El relato más conocido de su muerte se lo debemos a Giorgio Vasari, que en sus célebres Le vite de’ più eccellenti pittori, scultori e architettori (1550), nos cuenta que el motivo de aquellas fiebres no fue otro que entregarse a los excesos de la pasión y del amor: «Y enamorado de los placeres y abusando de la práctica, en una de estas contrajo unas fiebres que los médicos creían que era una insolación por imprudencia suya, no confesando el exceso que se lo provocó. Le sangraron cuando más falta le hacía para recuperarse de la debilidad en que se zambulló. Por lo que hizo testamento como honrado y cristiano disponiendo medios para vivir a su amada la envió fuera». No es una mala forma de morir, pensarán algunos.

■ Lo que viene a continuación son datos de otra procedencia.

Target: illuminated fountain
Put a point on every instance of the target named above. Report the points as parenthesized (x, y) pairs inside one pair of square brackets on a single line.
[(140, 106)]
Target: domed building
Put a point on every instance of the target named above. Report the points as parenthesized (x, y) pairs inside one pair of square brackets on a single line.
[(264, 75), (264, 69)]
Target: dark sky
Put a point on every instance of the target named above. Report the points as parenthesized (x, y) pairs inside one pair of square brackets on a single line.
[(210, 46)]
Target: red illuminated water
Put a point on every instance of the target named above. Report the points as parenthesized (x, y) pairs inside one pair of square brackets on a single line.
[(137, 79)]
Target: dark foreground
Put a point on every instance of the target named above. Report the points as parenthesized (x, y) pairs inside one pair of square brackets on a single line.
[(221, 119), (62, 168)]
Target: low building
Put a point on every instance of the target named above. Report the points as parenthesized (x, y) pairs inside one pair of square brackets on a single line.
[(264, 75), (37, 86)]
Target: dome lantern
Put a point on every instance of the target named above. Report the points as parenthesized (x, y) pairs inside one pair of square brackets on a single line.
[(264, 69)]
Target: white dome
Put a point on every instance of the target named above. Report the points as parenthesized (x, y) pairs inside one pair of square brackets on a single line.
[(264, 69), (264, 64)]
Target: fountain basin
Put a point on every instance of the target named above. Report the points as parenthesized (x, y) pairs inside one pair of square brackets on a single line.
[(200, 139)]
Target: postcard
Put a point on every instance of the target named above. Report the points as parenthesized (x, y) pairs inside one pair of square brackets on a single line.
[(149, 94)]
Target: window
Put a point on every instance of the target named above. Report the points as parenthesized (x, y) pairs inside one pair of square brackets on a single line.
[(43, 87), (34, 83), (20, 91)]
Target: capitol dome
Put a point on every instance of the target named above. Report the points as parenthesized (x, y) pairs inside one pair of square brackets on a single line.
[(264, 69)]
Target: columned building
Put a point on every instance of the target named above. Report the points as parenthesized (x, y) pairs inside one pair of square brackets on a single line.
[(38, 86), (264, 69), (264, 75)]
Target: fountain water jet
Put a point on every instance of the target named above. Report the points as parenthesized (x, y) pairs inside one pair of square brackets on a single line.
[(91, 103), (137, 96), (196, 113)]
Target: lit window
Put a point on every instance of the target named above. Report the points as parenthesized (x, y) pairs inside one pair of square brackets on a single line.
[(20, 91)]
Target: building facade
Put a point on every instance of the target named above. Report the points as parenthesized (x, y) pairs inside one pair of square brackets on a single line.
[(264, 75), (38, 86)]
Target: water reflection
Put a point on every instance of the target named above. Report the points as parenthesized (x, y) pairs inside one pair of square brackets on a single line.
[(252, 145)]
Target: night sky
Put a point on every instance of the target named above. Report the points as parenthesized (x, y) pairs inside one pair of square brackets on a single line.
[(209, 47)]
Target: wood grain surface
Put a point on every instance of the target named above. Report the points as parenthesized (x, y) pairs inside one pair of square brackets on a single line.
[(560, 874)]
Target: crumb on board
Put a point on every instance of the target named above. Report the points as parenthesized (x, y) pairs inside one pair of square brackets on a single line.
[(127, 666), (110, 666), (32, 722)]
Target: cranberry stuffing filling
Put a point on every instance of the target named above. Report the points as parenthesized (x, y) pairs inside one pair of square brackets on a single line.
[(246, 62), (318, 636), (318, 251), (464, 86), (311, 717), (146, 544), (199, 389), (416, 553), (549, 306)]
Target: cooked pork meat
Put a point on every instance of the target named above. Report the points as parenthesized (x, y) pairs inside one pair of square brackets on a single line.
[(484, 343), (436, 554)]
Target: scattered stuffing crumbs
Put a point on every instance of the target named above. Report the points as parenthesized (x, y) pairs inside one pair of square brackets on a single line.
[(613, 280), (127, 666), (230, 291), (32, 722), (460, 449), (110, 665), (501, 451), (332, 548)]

En cambio, en la Istoria della vita y obras de Raffaello Sanzio da Urbino (1829), publicada por F. Longhena, se atribuye a la dolencia un origen más prosaico, según la cual «Rafael era de naturaleza muy delicada; su vida pendía de un hilo demasiado débil por lo que respectaba a su cuerpo, ya que era todo espíritu. Sus fuerzas habían decrecido mucho; y es extraordinario que le hayan podido sostener durante su corta vida. Hallándose muy debilitado, un día, encontrándose él en la Farnesina, recibió orden de acudir a la corte inmediatamente. Echó a correr para no incurrir en retraso; y mientras hablaba allí, largamente, acerca de la construcción de San Pedro, se le secó el sudor encima. Súbitamente, se sintió enfermo. Marchó a su casa; y se vio acometido por una fiebre perniciosa …», que hay quien afirma que debió ser de malaria.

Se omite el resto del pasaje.